I have decided to study maths from scratch and am currently studying from Algebra, I.M. Gelfand.

Howsoever I was not able to understand the solution; neither from the aforementioned source, nor from the solution provided in the book itself.

The problem statement, along with the solution provided by the author is mentioned here.

Why any piece (except the two pieces in the end) contains exactly 1 mark (which may be red and green)?
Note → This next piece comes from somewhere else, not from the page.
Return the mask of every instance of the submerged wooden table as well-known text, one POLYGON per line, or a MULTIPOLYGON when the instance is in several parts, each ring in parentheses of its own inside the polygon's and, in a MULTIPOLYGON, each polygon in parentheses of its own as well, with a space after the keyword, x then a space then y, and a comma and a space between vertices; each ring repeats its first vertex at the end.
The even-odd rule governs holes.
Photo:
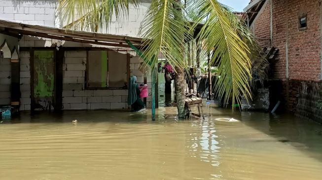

Previously in the book, you saw that:

$$\frac{a}{b} < \frac{a+c}{b+d} < \frac{c}{d}$$

Put the red and green marks in the first and third terms:

$$\frac{a}{13} < \frac{a+c}{b+d} < \frac{c}{7}$$

Add their denominators and put the result into the second term $$b + d = 20$$:

$$\frac{a}{13} < \frac{a+c}{20} < \frac{c}{7}$$

If the red marks are at distances $$\frac{1}{7}, \frac{2}{7}, \frac{3}{7}, ...$$, the green marks at distances $$\frac{1}{13}, \frac{2}{13}, \frac{3}{13}, ...,$$ and the cuts at $$\frac{1}{20}, \frac{2}{20}, \frac{3}{20}, ...$$

Using the first equation you can assert that all the $$\frac{a+c}{20}$$ pieces are between a red mark and a green mark.

For example, if take a look at the second piece which goes from $$\frac{1}{20}$$ to $$\frac{2}{20}$$, you can say:

$$\frac{1}{13} < \frac{2}{20} < \frac{1}{7}$$

That means your second cut is after the first green mark and before the first red mark. In fact, any cut except the first and last, will be between marks:

$$\frac{k}{13} < \frac{k+l}{20} < \frac{l}{7}$$